The Detroit-based manufacturer has increased its anticipated adjusted earnings for the year to a range of $13 billion to $15 billion, up from a previous estimate of $12.5 billion to $14.5 billion. Additionally, it has revised its targets for operating cash flow and earnings per share. The forecast for net income attributable to shareholders was subtly decreased by less than 1%, now estimated between $10 billion and $11.4 billion.
For the second quarter, GM reported revenue of $47.9 billion, marking a more than 7% increase compared to the same period last year and surpassing the Wall Street estimate of $45 billion, according to FactSet data. The earnings per share stood at $3.06, exceeding the $2.71 anticipated by analysts and representing a 60% increase from 2023. Net income also rose by 14%, reaching $2.9 billion compared to $2.5 billion the previous year.

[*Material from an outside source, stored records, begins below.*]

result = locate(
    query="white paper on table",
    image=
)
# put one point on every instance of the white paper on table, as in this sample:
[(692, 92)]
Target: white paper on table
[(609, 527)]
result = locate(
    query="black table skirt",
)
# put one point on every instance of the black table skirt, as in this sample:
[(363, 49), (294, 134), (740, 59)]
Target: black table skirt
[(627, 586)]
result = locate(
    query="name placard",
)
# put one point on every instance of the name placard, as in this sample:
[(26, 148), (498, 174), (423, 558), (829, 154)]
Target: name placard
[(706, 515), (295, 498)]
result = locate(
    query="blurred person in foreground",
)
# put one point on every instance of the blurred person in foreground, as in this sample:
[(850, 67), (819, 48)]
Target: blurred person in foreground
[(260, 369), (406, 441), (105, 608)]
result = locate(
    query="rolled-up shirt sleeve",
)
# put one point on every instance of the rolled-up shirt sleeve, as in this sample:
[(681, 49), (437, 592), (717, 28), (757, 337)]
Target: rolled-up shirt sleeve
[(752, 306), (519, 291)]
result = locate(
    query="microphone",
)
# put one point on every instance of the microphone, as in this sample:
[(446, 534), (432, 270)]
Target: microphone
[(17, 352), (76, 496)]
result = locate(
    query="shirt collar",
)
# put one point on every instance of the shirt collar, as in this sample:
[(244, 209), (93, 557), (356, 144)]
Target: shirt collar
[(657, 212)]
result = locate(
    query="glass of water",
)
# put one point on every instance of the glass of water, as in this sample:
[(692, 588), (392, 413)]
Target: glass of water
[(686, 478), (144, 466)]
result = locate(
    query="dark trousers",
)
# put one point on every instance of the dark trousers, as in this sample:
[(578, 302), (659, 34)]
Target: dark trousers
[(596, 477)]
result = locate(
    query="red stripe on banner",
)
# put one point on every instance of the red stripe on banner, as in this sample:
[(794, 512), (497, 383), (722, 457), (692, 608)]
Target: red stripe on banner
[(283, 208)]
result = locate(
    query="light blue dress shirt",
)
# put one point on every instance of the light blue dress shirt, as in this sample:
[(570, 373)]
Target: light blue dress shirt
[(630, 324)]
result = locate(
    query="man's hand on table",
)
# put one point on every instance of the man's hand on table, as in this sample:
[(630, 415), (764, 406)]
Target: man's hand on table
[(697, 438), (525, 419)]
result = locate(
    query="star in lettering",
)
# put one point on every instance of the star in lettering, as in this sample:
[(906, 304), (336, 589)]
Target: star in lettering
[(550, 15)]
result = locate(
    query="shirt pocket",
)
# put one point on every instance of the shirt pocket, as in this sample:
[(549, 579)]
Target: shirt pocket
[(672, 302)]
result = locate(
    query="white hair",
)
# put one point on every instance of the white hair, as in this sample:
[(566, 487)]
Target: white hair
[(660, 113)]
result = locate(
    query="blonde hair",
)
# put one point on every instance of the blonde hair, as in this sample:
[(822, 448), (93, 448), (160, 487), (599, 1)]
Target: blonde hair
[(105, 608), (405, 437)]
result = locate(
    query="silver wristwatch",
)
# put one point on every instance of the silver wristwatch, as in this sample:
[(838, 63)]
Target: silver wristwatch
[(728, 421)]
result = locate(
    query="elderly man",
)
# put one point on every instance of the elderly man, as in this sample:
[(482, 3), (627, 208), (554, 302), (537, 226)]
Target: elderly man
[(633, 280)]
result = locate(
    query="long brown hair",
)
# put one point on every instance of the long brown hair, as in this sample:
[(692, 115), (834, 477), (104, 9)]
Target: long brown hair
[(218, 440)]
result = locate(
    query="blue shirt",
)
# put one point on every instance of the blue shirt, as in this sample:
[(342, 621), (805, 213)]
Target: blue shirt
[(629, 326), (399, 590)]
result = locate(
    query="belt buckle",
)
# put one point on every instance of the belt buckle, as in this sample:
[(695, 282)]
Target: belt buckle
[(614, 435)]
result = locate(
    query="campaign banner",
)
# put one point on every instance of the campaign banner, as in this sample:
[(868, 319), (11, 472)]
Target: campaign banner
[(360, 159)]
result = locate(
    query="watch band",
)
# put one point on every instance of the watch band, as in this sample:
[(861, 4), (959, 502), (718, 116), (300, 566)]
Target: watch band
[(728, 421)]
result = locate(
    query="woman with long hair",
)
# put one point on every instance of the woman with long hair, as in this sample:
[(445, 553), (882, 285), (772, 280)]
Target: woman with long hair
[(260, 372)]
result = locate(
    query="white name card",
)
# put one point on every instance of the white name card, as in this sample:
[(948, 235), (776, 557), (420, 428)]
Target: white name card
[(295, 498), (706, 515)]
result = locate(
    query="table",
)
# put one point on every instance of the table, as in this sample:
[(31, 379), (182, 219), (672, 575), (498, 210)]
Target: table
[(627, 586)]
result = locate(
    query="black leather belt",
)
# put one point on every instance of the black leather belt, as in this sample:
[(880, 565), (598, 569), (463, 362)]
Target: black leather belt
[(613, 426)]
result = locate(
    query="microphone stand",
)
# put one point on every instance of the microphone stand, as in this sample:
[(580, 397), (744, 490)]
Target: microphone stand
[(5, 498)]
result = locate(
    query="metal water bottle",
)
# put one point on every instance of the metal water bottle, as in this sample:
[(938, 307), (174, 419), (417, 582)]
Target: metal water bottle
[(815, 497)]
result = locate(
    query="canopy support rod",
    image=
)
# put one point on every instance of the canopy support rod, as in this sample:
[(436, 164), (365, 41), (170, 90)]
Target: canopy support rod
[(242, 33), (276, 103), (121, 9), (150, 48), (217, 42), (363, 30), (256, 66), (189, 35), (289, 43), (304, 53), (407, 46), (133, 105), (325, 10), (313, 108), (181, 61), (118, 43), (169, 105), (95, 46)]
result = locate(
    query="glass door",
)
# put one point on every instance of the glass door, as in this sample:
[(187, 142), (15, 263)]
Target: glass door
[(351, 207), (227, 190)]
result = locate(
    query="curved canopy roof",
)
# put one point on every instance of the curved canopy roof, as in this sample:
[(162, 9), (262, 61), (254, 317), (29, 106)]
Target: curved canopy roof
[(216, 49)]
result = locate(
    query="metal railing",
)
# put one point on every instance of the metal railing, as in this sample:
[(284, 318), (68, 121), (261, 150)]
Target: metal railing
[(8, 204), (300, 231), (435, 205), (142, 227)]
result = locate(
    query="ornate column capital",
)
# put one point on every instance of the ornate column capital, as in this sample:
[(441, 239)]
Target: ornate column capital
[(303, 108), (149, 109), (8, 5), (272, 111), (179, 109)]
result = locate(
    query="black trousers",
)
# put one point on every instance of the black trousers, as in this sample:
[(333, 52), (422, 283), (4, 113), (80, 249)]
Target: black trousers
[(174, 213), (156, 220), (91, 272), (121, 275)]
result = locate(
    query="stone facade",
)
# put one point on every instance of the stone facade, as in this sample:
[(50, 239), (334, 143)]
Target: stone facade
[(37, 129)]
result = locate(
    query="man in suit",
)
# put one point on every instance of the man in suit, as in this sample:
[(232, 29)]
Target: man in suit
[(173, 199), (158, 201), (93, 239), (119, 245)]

Following this announcement, GM’s stock surged nearly 5% in pre-market trading on Tuesday, reflecting a year-to-date increase of over 37%. After the market closed on Monday, GM also declared a cash dividend for the third quarter, contributing to the stock’s positive performance.
In a letter to shareholders, CEO Mary Barra highlighted the strong sales of the company’s gas-powered trucks and SUVs. She noted that GM is in the process of launching eight new or redesigned models across compact, mid-size, and full-size categories in North America. Barra stressed that while GM is enthusiastic about its electric vehicles (EVs) and has achieved initial success, the company is dedicated to careful volume growth, particularly with its electric Chevrolet Equinox.
Earlier in the month, Barra acknowledged that GM would not meet its objective of producing 1 million electric vehicles in North America by the end of 2025 due to a slowdown in the market. The company plans to maintain flexibility by building according to demand, although EV sales did see growth in the last quarter.
Additionally, Barra confirmed that Cruise, GM’s autonomous driving division, would abandon its Origin vehicle following an operational pullback after an incident in October. Instead, Cruise will focus on utilizing the next-generation Chevrolet Bolt for vehicle testing in Texas and Arizona. This decision resulted in a $600 million charge linked to the cessation of Origin production in Detroit.
During a call with analysts, Barra expressed that using the Bolt would address regulatory concerns regarding the Origin’s unconventional design, such as its absence of a steering wheel. She also mentioned that this change would reduce costs per unit and enhance resource optimization.
“Our vision for transforming mobility through autonomous technology remains intact,” Barra said. “Every mile traveled and every simulation brings us closer to that goal, as Cruise operates as an AI-first company.”
Moreover, GM is restructuring its joint venture in China with SAIC Motor amid ongoing losses, reporting a $104 million loss in the second quarter alone. In June, SAIC-GM significantly reduced production by 70%, with vehicle deliveries falling to 26,000, which is 50% less than the previous year.